Die nächsten drei Tage mache ich mit Janne und einem anderen Mädchen ein Volunteering in Alta Gracia (ca. 45 min von Córdoba entfernt). Dort findet dieses Wochenende ein Food Truck Festival auf einer Wiese in einem Park statt. Wir müssen dort jeden Tag von 18.00-0.00 arbeiten. Das Festival ist für Alta Gracias jedes Jahr eine riesige Sache. So ungefähr 20 Esswägen bilden einen großen Halbkreis um zwei große Essenszelte und einer Bühne für die Live Band in der Mitte. Das Volunteering ist bei der “Fundación Natura”, eine Organisation die sich für Umweltschutz einsetzt. Mit der Teilnahme am Festival will sie den Leuten zeigen, dass man Müll noch recyceln kann (z.B in Kunst) und wie viel Umwelt jeder täglich verschmutzt. Das ist auch mitunter der einzige Stand, der nichts mit Food zu tun hat. Wir haben uns schon total auf das Volunteering gefreut, vor allem da wir richtig überrascht waren, dass es in Argentinien so einen aktiven Umweltschutz gibt. Denn hier existiert noch nicht einmal Mülltrennung. Alles wird zusammengepackt. Das Ganze war heute dann aber doch nicht so wie erwartet. Da die kleine Stadt ein beliebter Urlaubsort ist, haben wir nur ein Zimmer für Samstag Nacht bekommen aber eben nicht für heute. Deswegen mussten wir in der Nacht wieder mit den Colectivo zurückfahren. Zum Glück werden uns die Bustickets von der “Fundación Natura” zurückerstattet.
Bis zu unserer Ankunft in Alta Gracia am Freitag Abend und dem Kennenlernen des Chefs bzw. Gründer der Organisation Mauricio hatten wir keine Ahnung von den Aufgaben bzw. dem Volunteering. Ich war total überrascht, als ich unseren Infostand auf dem Festival gesehen habe. Der war extrem professionell und liebevoll hergerichtet. Hätte auch so prima auf die Expo gekonnt. Der Stand ist auf hübschen Holzpaletten aufgebaut mit kunstvoll gerichteten Kakteen, großen Bildern mit berühmten Personen wie Messi aus Flaschendeckeln verziert und ein Tisch mit ein paar Stühlen stehen noch auf den Paletten.

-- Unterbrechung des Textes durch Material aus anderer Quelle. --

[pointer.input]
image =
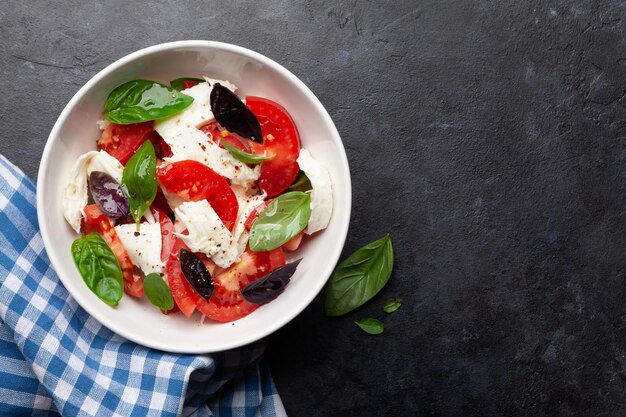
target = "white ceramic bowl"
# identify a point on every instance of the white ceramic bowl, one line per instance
(75, 132)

Nur glaube ich, dass ich in meinem ganzen Leben noch nie ein so unglaublich unnötiges Volunteering gesehen habe. So was kann es nur in Argentinien geben. Wir mussten erstmal unsere T-Shirts in Arbeitskleidung wechseln, damit wir immer schön die Organisation promoten. Jetzt kam aber das Beste. Vom Chef wurde uns vier mal hintereinander erkärt, was unsere Aufgaben für heute und die nächsten beiden Tage seien. Die Aufgaben sind bzw. waren einfach nur lächerlich. Heute mussten wir die Mülleimer mit großem gelben Geschenkpapier umwickeln, damit sie nicht so hässlich aussehen. Aber ehrlich gesagt, hatten die Mülleimer richtig Stil und das Geschenkpapier ruinierte alles. Damit auch jeder erkennen konnte, dass das Mülleimer sind, haben wir noch ein Schild mit der Aufschrift “RESIDUOS” (Abfall) draufgeklebt. Beim Draufkleben ist immer so ein Stück Folie übrig geblieben das ich schon in den Müll schmeißen wollte. Aber wie konnte ich es nur wagen. Das war ja noch ein prima Notizzettel. Also hab ich die Folie wieder aus den Müll gezogen und zur Wiederverwendung in die Ecke gelegt. Nun leider hat Mauricius nicht so ganz verstanden, dass das so unglaublich hübsche Geschenkpapier ja auch Umweltverschmutzung ist, zumal die Mülleimer ohne sowieso besser aussehen würden. Zu fünft machten wir uns dann an die Aufgabe fünf Mülleimer zu dekorieren. Natürlich alle zusammen. Weil Arbeitsteilung ist in Argentinien nicht so. Lieber alles schön langsam machen und viele Leute anheuern. Janne und ich mussten uns so über unseren Job lustig machen, dass wir erstmal gefühlte tausend Bilder gemacht haben. Der war einfach so unfassbar anspruchsvoll. Dafür ist echt Abitur notwendig. Das Verschönern der Mülltonnen war aber schon nach 10 Minuten erledigt. Wir dachten jetzt käme unsere richtige Aufgabe, aber nein das war fast alles. Mauricio meinte der Freitag solle unser Eingewöhnungstag sein. Die anderen Tage seien anstrengender. Was ich aber überhaupt nicht verstanden habe ist, dass er uns überhaupt bei seinem Stand braucht. Wir sind nämlich nicht die Einzigen dort. Er hat noch seinen 19-jährigen Sohn als Helfer, eine ältere sehr nette Dame und einen Kotzbrocken hochhundert. Der Kotzbrocken ist weiblich und meinte die ganze Zeit er wäre besser als wir.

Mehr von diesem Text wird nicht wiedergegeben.